Matt had the flashlight trained on the iron gate that separated the anteroom of the crypt from its main chamber. The stone below was stained black with blood in several places. Looking at the puddles and rivulets of dried gore made Bonnie feel dizzy.
'We know Damon was hurt the worst,' Meredith said, moving forward. She sounded calm, but Bonnie could hear the tight control in her voice. 'So he must have been on this side where there's the most blood. Stefan said Elena was in the center. That means Stefan himself must have been… here.' She bent down.

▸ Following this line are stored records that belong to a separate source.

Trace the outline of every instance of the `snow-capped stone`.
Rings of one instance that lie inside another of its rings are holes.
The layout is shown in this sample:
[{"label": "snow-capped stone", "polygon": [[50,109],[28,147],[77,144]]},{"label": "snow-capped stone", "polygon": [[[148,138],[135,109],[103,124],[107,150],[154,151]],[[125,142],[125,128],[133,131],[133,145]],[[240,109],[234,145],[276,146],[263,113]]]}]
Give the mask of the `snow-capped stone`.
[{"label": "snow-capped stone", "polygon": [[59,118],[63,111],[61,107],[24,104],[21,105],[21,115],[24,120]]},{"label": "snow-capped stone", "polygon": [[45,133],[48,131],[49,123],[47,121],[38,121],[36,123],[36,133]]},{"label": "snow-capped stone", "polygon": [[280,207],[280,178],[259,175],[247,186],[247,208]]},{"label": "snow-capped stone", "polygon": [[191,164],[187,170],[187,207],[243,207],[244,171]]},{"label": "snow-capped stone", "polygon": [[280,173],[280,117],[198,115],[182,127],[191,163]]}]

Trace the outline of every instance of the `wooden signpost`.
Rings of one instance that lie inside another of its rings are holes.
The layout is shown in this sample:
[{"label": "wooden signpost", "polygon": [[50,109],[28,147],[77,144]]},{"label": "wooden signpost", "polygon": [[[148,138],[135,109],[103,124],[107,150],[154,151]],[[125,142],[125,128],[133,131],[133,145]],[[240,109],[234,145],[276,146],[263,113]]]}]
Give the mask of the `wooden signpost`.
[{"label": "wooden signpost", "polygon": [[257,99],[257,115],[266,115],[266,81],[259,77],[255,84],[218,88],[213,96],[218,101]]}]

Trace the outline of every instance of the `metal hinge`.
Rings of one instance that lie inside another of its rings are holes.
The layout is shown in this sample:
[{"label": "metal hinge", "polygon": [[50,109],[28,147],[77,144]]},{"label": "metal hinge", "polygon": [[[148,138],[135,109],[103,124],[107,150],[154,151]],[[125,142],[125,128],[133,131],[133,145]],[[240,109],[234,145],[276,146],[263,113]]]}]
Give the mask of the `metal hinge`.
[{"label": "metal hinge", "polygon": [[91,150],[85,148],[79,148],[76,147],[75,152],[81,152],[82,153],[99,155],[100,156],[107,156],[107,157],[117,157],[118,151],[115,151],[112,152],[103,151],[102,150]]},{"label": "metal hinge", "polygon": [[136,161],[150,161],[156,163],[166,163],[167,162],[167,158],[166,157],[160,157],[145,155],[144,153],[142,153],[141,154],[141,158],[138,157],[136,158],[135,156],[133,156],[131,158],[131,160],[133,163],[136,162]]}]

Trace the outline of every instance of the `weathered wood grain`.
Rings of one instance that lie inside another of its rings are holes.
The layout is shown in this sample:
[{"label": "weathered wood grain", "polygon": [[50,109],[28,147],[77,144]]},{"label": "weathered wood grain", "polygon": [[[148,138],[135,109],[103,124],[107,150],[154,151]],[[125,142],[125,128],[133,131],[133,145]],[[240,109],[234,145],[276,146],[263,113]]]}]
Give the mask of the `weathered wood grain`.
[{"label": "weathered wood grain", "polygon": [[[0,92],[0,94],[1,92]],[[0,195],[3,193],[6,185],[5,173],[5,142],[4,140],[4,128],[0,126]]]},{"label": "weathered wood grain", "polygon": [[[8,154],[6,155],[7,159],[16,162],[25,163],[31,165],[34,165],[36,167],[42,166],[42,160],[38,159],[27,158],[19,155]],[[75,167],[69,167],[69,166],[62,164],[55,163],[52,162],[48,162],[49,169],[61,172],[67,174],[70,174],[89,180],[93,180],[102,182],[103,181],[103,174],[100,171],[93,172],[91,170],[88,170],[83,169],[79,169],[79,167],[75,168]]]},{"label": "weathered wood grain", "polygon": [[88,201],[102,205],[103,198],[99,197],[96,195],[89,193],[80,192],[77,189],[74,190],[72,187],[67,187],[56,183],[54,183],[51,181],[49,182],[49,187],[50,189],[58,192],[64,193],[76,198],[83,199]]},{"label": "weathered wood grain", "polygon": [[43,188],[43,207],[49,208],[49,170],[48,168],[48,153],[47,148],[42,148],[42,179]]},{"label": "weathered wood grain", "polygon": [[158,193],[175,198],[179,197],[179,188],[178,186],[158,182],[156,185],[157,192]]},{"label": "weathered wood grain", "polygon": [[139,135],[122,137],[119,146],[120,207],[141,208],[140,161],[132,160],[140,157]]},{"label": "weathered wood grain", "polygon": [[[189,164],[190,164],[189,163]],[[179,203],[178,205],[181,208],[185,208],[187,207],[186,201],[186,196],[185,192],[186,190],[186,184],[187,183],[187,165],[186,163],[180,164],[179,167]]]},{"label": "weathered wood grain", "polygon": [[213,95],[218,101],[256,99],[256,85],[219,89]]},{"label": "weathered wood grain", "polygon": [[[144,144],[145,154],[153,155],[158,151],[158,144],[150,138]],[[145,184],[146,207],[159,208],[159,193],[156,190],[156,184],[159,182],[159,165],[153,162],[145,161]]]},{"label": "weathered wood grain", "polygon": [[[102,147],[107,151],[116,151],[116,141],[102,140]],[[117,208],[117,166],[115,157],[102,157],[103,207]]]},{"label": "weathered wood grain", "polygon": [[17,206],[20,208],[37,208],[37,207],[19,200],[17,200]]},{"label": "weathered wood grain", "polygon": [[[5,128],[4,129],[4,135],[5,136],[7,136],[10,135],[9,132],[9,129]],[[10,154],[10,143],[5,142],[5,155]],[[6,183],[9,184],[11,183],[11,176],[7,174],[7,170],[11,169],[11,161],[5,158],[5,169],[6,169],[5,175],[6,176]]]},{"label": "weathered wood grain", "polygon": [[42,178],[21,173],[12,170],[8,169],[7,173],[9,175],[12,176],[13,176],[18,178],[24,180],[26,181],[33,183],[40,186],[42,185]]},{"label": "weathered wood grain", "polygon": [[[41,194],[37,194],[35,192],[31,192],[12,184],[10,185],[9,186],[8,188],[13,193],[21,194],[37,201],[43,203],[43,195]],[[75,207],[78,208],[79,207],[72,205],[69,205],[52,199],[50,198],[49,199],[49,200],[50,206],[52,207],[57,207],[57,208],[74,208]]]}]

'I'll do it,' Matt said gruffly. 'You hold the light.' With a plastic picnic knife from Meredith's car he scraped at the encrusted stone. Bonnie swallowed, glad she'd had only tea for lunch. Blood was all right in the abstract, but when you were actually confronted with so much of it—especially when it was the blood of a friend who'd been tortured…
Bonnie turned away, looking at the stone walls and thinking about Katherine. Both Stefan and his older brother, Damon, had been in love with Katherine, back in fifteenth-century Florence. But what they hadn't known was that the girl they loved wasn't human. A vampire in her own German village had changed her to save her life when she was ill. Katherine in her turn had made both the boys vampires.

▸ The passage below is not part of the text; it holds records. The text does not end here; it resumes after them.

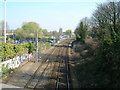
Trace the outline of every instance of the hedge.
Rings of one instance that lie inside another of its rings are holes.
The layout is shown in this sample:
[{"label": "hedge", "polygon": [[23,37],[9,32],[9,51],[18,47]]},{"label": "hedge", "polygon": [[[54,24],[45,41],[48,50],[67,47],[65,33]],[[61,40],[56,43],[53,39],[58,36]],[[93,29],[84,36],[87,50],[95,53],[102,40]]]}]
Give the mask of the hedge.
[{"label": "hedge", "polygon": [[0,47],[1,61],[12,59],[16,55],[20,55],[23,53],[32,53],[34,48],[35,48],[35,45],[30,42],[27,42],[24,44],[2,43]]}]

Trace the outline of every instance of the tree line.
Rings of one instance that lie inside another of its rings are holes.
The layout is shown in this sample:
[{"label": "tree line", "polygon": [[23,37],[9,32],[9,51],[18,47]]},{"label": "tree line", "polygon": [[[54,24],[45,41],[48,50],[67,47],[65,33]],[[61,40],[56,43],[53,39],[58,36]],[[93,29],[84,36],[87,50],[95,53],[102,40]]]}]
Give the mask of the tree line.
[{"label": "tree line", "polygon": [[75,35],[80,42],[88,37],[99,42],[94,59],[85,63],[89,68],[80,71],[86,73],[81,80],[89,77],[90,87],[120,88],[120,1],[99,4],[91,18],[80,21]]}]

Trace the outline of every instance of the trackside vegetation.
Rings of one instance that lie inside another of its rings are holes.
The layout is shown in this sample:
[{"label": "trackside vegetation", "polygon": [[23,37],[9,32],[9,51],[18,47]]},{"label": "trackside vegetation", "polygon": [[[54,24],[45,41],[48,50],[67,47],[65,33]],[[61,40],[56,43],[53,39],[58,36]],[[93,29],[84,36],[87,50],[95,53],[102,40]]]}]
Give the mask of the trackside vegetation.
[{"label": "trackside vegetation", "polygon": [[78,79],[83,87],[120,88],[120,2],[98,5],[91,23],[86,26],[81,21],[75,30],[76,40],[81,42],[90,26],[87,35],[99,43],[92,60],[76,64]]}]

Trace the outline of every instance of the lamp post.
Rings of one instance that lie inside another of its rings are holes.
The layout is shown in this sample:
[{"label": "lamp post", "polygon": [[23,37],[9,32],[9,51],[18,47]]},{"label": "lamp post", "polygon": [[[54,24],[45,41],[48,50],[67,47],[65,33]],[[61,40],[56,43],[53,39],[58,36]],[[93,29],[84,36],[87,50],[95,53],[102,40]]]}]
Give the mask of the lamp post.
[{"label": "lamp post", "polygon": [[4,0],[4,43],[6,43],[6,0]]}]

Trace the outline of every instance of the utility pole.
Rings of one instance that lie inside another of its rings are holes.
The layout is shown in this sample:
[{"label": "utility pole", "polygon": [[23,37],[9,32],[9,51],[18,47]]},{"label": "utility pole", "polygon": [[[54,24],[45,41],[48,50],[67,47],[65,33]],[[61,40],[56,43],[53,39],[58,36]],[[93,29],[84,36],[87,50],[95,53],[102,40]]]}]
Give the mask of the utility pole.
[{"label": "utility pole", "polygon": [[4,0],[4,43],[6,43],[6,0]]},{"label": "utility pole", "polygon": [[38,33],[36,33],[36,56],[37,56],[37,61],[38,61]]}]

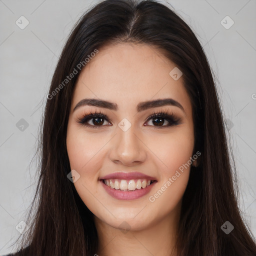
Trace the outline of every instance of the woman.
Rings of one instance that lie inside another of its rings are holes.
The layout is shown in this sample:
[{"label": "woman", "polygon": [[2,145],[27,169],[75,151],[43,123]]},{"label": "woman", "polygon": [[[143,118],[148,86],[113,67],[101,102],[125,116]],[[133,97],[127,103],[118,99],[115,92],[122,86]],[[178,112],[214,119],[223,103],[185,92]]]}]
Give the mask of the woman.
[{"label": "woman", "polygon": [[256,255],[210,67],[166,6],[107,0],[82,18],[42,146],[38,207],[15,255]]}]

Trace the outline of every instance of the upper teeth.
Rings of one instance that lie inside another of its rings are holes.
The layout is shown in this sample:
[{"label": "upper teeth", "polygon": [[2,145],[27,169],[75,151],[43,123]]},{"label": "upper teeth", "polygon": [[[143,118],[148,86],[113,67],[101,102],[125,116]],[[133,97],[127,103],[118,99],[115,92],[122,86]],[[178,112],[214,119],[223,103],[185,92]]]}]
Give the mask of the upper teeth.
[{"label": "upper teeth", "polygon": [[152,180],[104,180],[105,184],[115,190],[135,190],[136,188],[140,190],[142,188],[145,188],[150,186]]}]

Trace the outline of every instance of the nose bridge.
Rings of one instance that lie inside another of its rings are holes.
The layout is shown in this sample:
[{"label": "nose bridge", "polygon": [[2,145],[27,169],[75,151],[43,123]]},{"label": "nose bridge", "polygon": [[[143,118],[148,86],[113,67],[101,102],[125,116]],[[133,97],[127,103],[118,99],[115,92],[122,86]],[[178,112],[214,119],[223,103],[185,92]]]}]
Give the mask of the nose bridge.
[{"label": "nose bridge", "polygon": [[135,126],[124,118],[118,124],[116,132],[114,142],[115,145],[110,154],[112,160],[126,164],[143,161],[146,154]]}]

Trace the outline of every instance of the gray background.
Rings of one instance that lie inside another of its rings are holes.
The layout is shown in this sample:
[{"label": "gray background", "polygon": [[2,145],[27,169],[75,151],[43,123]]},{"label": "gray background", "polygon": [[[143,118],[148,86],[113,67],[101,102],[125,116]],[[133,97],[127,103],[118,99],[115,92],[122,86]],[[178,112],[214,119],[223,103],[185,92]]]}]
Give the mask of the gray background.
[{"label": "gray background", "polygon": [[[14,250],[16,227],[24,220],[35,192],[33,156],[58,58],[74,22],[98,2],[0,0],[1,254]],[[236,158],[240,208],[256,236],[256,0],[161,2],[170,4],[192,28],[216,76]],[[16,24],[22,16],[29,22],[23,30]],[[229,29],[221,23],[226,16],[234,22]],[[28,127],[17,127],[22,118]]]}]

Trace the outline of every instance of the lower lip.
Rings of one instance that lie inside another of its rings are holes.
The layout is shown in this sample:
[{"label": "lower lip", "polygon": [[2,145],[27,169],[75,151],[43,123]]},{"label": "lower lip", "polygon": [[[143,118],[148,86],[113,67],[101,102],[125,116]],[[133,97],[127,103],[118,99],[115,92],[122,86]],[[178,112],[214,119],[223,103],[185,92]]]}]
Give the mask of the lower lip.
[{"label": "lower lip", "polygon": [[154,182],[149,186],[146,186],[144,188],[142,188],[140,190],[136,189],[132,191],[124,191],[111,188],[106,186],[103,180],[100,180],[100,182],[109,194],[116,199],[119,200],[134,200],[141,198],[149,193],[150,190],[156,183],[156,182]]}]

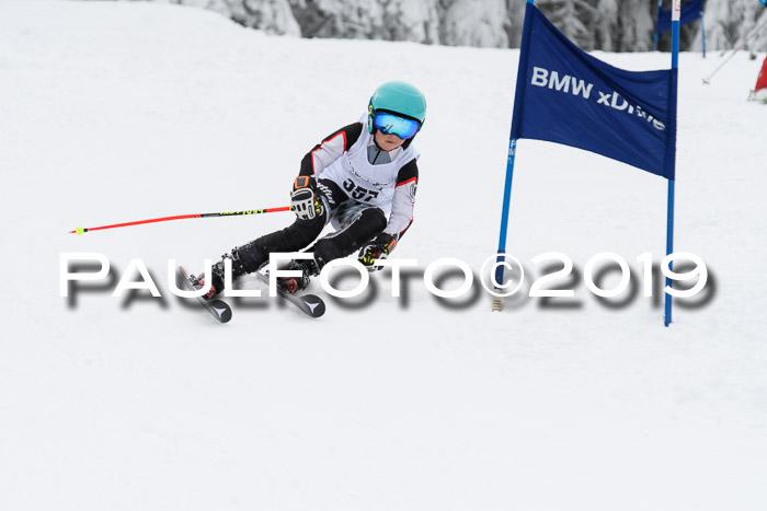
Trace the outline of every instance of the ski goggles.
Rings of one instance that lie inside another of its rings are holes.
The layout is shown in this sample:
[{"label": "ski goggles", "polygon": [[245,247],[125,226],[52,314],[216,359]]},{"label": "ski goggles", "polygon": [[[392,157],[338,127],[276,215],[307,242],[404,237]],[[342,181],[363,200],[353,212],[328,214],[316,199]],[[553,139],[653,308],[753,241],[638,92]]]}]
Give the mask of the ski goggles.
[{"label": "ski goggles", "polygon": [[376,128],[384,133],[393,133],[403,140],[413,138],[421,129],[421,123],[408,117],[400,117],[388,112],[379,112],[376,114]]}]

And then, thought Bonnie, she faked her own death to get Stefan and Damon to stop fighting over her. But it didn't work. They hated each other more than ever, and she hated both of them for
'There,' Matt said, and Bonnie blinked and came back to herself. Matt was standing with a paper napkin that now held flakes of Stefan's blood in its folds. 'Now the hair,' he said.
They swept the floor with their fingers, finding dust and bits of leaves and fragments of things Bonnie didn't want to identify. Among the detritus were long strands of pale gold hair. Elena's—or Katherine's, Bonnie thought. They had looked much alike. There were also shorter strands of dark hair, crisp with a slight wave. Stefan's.

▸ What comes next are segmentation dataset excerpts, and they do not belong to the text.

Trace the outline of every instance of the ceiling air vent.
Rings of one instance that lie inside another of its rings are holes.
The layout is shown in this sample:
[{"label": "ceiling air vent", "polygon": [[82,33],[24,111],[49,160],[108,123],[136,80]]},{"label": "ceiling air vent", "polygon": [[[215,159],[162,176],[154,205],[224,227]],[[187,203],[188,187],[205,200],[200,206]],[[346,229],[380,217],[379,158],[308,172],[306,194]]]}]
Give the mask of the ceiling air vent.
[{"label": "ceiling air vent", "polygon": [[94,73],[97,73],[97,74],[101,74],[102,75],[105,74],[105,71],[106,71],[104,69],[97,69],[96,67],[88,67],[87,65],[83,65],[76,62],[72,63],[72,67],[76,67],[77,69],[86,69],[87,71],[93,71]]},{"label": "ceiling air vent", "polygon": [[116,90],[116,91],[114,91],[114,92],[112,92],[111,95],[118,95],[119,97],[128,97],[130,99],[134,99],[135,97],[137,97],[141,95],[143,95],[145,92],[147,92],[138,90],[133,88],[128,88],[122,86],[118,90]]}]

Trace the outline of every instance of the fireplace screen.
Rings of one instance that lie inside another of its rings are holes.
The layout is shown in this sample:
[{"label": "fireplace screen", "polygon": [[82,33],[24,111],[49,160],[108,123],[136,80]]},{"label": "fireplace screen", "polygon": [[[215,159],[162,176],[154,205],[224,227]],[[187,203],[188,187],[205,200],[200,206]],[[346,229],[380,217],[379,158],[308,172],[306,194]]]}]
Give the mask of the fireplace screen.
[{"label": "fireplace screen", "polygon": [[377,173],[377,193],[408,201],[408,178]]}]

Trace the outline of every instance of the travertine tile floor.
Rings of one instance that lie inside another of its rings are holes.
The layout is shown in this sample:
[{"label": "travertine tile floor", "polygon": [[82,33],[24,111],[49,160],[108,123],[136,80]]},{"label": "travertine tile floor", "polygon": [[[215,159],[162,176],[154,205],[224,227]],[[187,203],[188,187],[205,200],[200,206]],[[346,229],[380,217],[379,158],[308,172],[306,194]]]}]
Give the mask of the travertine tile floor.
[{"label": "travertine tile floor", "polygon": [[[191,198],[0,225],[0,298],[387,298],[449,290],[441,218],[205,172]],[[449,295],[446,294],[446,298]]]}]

It was slow, finicky work sorting through it all and putting the right hairs in another napkin.
Matt did most of it. When they were through, they were all tired and the light sifting down through the rectangular opening in the ceiling was dim blue. But Meredith smiled tigerishly.
'We've got it,' she said. 'Tyler wants Stefan back; well, we'll give him Stefan back.'
And Bonnie, who had been only half paying attention to what she was doing, still lost in her own thoughts, froze.
She'd been thinking about other things entirely, nothing to do with Tyler, but at the mention of his name something had winked on in her mind. Something she'd realized in the parking lot and then forgotten afterward in the heat of arguing. Meredith's words had triggered it and now it was suddenly all clear again. How had he
'Bonnie? What's the matter?'
'Meredith,' she said softly, 'did you tell the police specifically that we were in the living room when everything was going on upstairs with Sue?'
'No, I think I just said we were downstairs. Why?'
'Because I didn't either. And Vickie couldn't have told them because she's gone catatonic again, and Sue's dead and Caroline was outside by that time.
'Bonnie, if you're trying to suggest Tyler was the murderer, it just won't wash. He's not smart enough to organize a killing spree, for one thing,' Meredith said.
'But there's something else. Meredith, last year at the Junior Prom, Tyler touched me on my bare shoulder.